A highly sensitive TDLAS sensor based on a multi-pass cell with dense four-concentric circle dot pattern: The potential of hydrogen sensing

This paper reports a high-sensitivity tunable diode laser absorption spectroscopy (TDLAS) sensor, utilizing a multi-pass cell (MPC) with a dense four-concentric-circle spot pattern to achieve an extended optical path length (OPL) of 37.8 m. To evaluate the sensor's performance, hydrogen (H₂) was chosen as the target gas for measurement. To realize long OPL within a compact structure, we developed a MPC model based on the vector reflection theory and validated its design through simulations.
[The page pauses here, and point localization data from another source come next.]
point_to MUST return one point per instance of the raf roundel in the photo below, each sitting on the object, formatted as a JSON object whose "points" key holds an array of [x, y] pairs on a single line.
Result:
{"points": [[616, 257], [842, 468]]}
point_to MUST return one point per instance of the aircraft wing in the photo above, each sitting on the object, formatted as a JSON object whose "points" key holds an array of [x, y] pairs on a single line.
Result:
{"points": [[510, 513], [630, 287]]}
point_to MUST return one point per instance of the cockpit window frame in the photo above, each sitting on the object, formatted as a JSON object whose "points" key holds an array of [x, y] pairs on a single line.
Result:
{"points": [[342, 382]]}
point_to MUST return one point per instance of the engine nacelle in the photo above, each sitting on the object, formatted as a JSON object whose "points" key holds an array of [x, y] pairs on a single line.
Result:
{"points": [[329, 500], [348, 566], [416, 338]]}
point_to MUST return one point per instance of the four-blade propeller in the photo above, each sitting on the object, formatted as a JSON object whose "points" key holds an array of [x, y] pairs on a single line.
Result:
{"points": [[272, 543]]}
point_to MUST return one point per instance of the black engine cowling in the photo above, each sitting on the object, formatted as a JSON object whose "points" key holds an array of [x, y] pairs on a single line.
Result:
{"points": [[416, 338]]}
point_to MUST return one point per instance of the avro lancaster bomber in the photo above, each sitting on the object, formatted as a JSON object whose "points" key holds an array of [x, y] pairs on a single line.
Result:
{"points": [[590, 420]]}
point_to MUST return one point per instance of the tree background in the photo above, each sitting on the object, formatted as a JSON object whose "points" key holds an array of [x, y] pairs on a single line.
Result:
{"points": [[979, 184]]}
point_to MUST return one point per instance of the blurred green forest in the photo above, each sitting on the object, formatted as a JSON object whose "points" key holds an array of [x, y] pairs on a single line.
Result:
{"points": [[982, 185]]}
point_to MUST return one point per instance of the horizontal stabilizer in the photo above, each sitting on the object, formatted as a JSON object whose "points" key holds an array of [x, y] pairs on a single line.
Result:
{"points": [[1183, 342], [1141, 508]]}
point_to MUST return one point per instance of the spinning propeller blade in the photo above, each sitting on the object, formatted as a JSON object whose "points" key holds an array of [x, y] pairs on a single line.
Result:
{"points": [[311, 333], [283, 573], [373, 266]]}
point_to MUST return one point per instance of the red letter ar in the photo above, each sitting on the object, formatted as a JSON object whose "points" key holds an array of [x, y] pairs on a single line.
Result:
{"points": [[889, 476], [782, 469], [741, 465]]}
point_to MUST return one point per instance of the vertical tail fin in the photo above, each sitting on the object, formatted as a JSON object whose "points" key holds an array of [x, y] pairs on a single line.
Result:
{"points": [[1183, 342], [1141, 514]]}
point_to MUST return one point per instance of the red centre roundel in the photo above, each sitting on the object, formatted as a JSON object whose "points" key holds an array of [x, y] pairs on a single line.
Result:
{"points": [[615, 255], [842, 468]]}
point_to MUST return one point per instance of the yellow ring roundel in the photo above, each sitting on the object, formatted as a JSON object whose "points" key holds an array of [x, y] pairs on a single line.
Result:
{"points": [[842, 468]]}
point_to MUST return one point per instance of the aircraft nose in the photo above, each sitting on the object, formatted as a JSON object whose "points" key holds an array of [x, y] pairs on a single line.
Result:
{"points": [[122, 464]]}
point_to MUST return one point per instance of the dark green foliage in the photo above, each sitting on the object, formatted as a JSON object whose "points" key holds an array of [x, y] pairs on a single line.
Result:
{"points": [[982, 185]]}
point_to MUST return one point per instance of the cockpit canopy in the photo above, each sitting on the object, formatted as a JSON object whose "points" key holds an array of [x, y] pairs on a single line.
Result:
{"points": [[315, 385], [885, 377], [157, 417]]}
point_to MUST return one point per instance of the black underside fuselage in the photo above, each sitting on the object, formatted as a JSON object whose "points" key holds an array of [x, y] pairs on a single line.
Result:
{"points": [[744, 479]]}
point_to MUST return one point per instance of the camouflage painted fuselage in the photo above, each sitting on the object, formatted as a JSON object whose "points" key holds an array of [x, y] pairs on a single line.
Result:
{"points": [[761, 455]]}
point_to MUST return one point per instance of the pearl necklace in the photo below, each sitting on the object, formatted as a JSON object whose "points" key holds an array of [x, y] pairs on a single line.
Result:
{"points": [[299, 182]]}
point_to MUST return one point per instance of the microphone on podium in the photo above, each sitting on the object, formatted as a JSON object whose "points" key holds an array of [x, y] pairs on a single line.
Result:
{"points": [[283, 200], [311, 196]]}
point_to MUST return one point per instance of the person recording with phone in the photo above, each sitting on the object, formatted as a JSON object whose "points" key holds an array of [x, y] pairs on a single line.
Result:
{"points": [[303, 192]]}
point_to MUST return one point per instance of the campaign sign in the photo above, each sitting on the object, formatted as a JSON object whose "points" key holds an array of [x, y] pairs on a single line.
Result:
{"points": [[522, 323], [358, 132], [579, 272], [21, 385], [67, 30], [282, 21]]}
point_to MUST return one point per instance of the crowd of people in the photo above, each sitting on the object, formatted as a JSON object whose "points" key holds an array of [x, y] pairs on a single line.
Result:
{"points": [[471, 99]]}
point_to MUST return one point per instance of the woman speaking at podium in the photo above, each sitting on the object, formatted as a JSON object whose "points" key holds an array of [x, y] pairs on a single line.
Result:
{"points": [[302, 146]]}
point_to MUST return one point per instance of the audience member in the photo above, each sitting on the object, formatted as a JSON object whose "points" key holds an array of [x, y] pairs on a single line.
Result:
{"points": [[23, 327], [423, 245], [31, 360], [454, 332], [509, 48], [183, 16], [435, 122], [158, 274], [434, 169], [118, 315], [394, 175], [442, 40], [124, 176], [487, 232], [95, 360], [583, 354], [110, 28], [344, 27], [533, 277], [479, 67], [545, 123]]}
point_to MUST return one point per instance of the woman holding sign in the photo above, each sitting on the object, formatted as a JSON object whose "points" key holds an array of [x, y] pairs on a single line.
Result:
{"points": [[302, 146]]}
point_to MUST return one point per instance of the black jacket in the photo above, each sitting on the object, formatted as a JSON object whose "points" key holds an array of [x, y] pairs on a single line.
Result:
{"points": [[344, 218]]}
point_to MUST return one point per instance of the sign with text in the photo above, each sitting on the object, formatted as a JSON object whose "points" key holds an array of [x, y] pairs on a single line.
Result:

The design attains a ratio of optical path length to volume (RLV) of 13.85 cm⁻², effectively overcoming the challenge of weak H₂ absorption lines. A 2121.83 nm fiber-coupled continuous-wave distributed feedback (CW-DFB) laser serves as the light source, paired with a custom 3D-printed collimation module enabling automatic optical alignment to streamline experimentation. Further, a dual-hidden-layer shallow neural network (SNN) algorithm reduces spectral noise while preserving signal integrity, eliminating distortion. Before applying spectral noise reduction, the sensing system achieved a minimum detection limit (MDL) of 0.3 % in practical measurements with an integration time of 0.2 s. After algorithm-based noise reduction, the noise level was decreased significantly. These results demonstrate that the innovative MPC design holds strong potential for H₂ sensing applications.